- Born: 20 February 1933
- Died: 8 May 1996 (aged 63)
- Other names: Mr. Sebastian
- Occupations: body piercer, tattoo artist, art teacher
- Known for: a primary developer of contemporary body piercing

= Alan Oversby =

British body piercer

Alan Oversby (20 February 1933 – 8 May 1996) was one of the primary figures in the development of contemporary body piercing in Europe. He was better known by his professional name Mr. Sebastian.

==Career==
Originally an art teacher, Alan Oversby left his initial profession to pursue his interests in tattooing and piercing instead. From his studio in London, he promoted both tattooing and body piercing, especially within the gay leather community. He was a correspondent of both Doug Malloy and Jim Ward. Sponsored by Malloy, he visited Los Angeles. Malloy also sponsored trips to London to visit him, bringing along Ward and Sailor Sid Diller. These exchanges were critical to the global spread of the techniques and technology used in contemporary body piercing.

Oversby was also responsible for the adoption of the use of topical and local anesthetics as part of piercing procedure in Europe. Although they are used less now, it used to be standard practice to use anaesthetics when performing piercings in England, whereas in North America this practice is almost unknown.

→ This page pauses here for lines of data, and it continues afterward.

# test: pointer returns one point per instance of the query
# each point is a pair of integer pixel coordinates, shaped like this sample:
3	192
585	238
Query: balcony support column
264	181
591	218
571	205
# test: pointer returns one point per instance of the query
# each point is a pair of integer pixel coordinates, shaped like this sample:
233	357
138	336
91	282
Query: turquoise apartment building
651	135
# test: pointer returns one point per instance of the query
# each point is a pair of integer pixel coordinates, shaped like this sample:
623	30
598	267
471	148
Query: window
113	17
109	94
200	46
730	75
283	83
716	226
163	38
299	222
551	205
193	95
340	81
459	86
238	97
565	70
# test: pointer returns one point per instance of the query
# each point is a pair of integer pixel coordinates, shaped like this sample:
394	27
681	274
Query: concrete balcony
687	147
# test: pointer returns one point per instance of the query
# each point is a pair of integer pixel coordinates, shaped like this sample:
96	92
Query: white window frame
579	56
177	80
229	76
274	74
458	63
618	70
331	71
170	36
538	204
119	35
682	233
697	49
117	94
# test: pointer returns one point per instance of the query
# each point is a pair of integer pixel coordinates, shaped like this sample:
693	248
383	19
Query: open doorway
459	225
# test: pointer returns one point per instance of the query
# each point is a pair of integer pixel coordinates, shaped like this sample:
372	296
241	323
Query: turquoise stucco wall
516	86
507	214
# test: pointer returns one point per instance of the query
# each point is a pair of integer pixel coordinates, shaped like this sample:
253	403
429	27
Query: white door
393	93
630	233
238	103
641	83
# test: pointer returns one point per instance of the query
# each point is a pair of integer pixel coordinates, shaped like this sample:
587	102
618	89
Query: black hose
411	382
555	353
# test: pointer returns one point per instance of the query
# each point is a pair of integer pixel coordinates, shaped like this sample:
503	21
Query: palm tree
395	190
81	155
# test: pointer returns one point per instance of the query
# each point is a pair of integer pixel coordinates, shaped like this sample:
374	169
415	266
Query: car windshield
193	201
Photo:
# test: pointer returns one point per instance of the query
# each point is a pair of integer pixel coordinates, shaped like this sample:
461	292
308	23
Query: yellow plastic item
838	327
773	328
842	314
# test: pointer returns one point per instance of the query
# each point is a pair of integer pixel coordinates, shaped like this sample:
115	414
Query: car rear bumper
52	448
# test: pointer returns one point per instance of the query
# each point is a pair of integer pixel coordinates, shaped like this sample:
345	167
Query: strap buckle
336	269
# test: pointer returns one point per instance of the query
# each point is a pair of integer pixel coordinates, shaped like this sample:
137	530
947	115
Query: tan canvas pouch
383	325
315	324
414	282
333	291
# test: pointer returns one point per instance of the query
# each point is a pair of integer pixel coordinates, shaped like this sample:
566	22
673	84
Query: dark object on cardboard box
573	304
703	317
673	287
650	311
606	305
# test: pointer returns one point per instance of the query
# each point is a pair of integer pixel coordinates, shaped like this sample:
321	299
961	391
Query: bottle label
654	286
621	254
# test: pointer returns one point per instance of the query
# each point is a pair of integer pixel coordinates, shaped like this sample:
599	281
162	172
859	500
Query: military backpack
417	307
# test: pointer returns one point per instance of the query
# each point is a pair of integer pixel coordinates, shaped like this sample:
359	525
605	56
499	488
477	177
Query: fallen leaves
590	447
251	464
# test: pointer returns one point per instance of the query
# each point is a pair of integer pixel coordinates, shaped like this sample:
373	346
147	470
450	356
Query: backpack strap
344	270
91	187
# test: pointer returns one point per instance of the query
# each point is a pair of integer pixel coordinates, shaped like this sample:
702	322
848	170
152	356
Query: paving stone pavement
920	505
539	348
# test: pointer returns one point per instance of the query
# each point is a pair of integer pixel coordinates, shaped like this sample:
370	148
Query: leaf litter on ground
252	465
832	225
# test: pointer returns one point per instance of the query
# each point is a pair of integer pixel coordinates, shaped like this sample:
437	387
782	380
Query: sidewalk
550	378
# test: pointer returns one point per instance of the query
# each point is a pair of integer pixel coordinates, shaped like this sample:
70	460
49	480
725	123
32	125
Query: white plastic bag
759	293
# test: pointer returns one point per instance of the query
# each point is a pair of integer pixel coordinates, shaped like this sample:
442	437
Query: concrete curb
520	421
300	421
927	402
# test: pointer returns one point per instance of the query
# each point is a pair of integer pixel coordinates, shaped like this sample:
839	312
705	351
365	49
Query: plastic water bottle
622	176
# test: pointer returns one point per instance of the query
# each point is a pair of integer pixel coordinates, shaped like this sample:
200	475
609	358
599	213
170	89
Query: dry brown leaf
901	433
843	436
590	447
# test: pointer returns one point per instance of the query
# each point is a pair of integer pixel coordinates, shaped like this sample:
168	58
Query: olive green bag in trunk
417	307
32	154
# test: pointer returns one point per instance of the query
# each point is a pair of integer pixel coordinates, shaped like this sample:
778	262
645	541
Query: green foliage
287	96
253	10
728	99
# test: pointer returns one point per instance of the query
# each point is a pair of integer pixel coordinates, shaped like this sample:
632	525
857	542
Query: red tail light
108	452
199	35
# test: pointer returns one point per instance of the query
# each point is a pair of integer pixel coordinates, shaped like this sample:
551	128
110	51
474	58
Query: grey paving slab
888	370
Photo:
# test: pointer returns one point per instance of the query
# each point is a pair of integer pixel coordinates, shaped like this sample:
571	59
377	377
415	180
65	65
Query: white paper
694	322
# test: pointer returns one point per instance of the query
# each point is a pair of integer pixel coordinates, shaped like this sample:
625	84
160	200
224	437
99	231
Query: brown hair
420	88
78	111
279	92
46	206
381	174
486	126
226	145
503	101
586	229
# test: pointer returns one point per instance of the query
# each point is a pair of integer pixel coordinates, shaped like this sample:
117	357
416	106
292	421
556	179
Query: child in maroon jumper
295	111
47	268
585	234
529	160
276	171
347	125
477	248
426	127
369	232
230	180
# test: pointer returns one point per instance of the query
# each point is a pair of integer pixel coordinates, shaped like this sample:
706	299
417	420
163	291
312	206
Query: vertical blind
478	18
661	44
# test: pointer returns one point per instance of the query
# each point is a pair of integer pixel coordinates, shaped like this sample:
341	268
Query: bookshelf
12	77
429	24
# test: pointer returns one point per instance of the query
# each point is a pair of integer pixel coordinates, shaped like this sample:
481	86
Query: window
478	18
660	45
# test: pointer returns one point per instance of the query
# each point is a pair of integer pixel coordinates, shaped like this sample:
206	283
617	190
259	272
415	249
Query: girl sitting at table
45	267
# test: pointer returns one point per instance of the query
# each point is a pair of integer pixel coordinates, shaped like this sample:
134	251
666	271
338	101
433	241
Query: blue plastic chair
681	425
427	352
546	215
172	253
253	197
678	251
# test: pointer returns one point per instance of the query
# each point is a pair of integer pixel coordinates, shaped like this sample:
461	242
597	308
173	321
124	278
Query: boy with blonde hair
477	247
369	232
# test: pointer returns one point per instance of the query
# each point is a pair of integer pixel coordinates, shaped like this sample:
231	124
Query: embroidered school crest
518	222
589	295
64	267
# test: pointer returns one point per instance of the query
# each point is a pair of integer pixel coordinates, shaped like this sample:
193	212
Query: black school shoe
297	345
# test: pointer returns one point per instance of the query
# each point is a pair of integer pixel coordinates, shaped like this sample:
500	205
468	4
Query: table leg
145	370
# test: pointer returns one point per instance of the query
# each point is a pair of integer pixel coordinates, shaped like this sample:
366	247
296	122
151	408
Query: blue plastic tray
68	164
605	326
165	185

He was interviewed in the fourth issue of PFIQ. He performed much of the tattooing and piercing on Psychic TV musicians Genesis P-Orridge and Paula P-Orridge. His vocals were used in the Psychic TV track "Message from The Temple" which appeared on their first album Force the Hand of Chance.

==Operation Spanner==

In 1987 Oversby was one of 16 men charged as a part of Operation Spanner, a series of raids that resulted in the arrest of men who were all engaged in consensual homosexual BDSM activities.

Oversby's case was eventually separated from the Spanner investigation. This was because there was no connection between him and the other men who were charged. (Except in a professional capacity.)

Oversby, like the other men, was charged with assault occasioning actual bodily harm for performing a genital piercing on a client. He was also charged with using anaesthetic without a licence and for sending obscene material through the post (photographs of piercings).

As the judge was not willing to take the consensuality of the participants into account, Oversby pleaded guilty. He received a sentence of 15 years, which was suspended to two years.